The Lord is with thee. Go in this thy might, and thou shalt save Israel: have not I sent thee?
Shew me a sign that thou talkest with me
The entire account of Gideon, in Judges chapters 6-8, is well worth studying for how it shows the man moving from one great act to another, in each step being motivated by the remembrance of the last. Today I have shared snippets just from the very foundation of his campaign.
Here we see God calling Gideon to free the Israelites, and Gideon asking for an assurance which is granted. A small miracle occurs, and it is enough to convince Gideon of his holy calling. The memory of that moment will be fundamental for him moving forward.

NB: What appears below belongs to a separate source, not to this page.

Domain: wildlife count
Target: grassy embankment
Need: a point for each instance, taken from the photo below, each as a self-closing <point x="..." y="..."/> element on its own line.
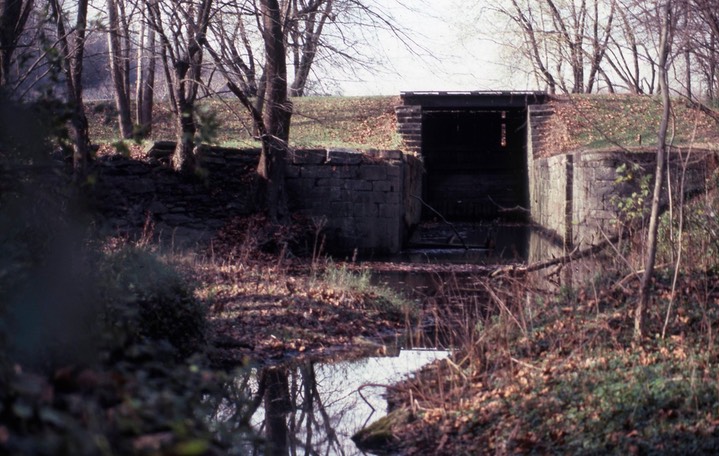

And it came to pass the same night, that the Lord said unto Gideon, Throw down the altar of Baal
Then did as the Lord had said unto him: and because he feared his father’s household he could not do it by day, that he did it by night
That very same night, when the memory of the holy encounter would still be fresh in Gideon’s mind, the Lord gives Gideon his first test. Gideon is motivated enough to carry out the task, though he is also still weighed by the fear of the people. He performs the deed in the dead of night when none can witness it, but he does do it.
This, I believe is a turning point for Gideon. Now he does not only have the memory of the angelic visitation, he also has the recollection of he, himself, acting for good, even when it was hard to do.
God uses this same pattern numerous times throughout the scriptures. David faces a lion before Goliath, and Goliath before leading a nation. Abraham is commanded to sacrifice the home of his birth before sacrificing his son. Shadrach, Meshach, and Abed-Nego hold to their principles of diet before holding to their principles in the furnace.
God is very wise in this pattern of initiating us through a small test of faith. It isn’t just about building up our confidence in Him, it is building our confidence in ourselves. When we reach our hardest times we are preserved by two memories:
1) God is good
2) And so am I

The Virtue of Remembering- John 14:26, Doctrine and Covenants 6:22-23

But the Comforter, which is the Holy Ghost, whom the Father will send in my name, he shall teach you all things, and bring all things to your remembrance, whatsoever I have said unto you.

Verily, verily, I say unto you, if you desire a further witness, cast your mind upon the night that you cried unto me in your heart, that you might know concerning the truth of these things.
Did I not speak peace to your mind concerning the matter? What greater witness can you have than from God?

COMMENTARY

The Holy Ghost, shall bring all things to your remembrance, whatsoever I have said unto you
Did I not speak peace to your mind? What greater witness can you have?
We have seen how many of us begin our path of discipleship by remembering the good that God has done for others, and by that having hope that He will do the same for us. But this is not to be the end of our journey. Each one of us is meant to join the scriptural records with some personal accounts of our own.
Notice how Jesus left his disciples with the promise that they would be able to remember what he, himself, had said to them. All their lives they had had the story of Moses to reflect on, but that was not to be the only pillar of their faith any longer. Now they had their own personal experiences, words of the Savior spoken directly to them, to help sustain them as well.
Peter, James, John and the others had forefathers who had lived by the manna that was sent from heaven. But now Jesus was pointing out to them that they had a manna of their own to take courage from as well.
Each one of us must also come to see how God has nourished us directly, and then hold to the remembrance of that forever after.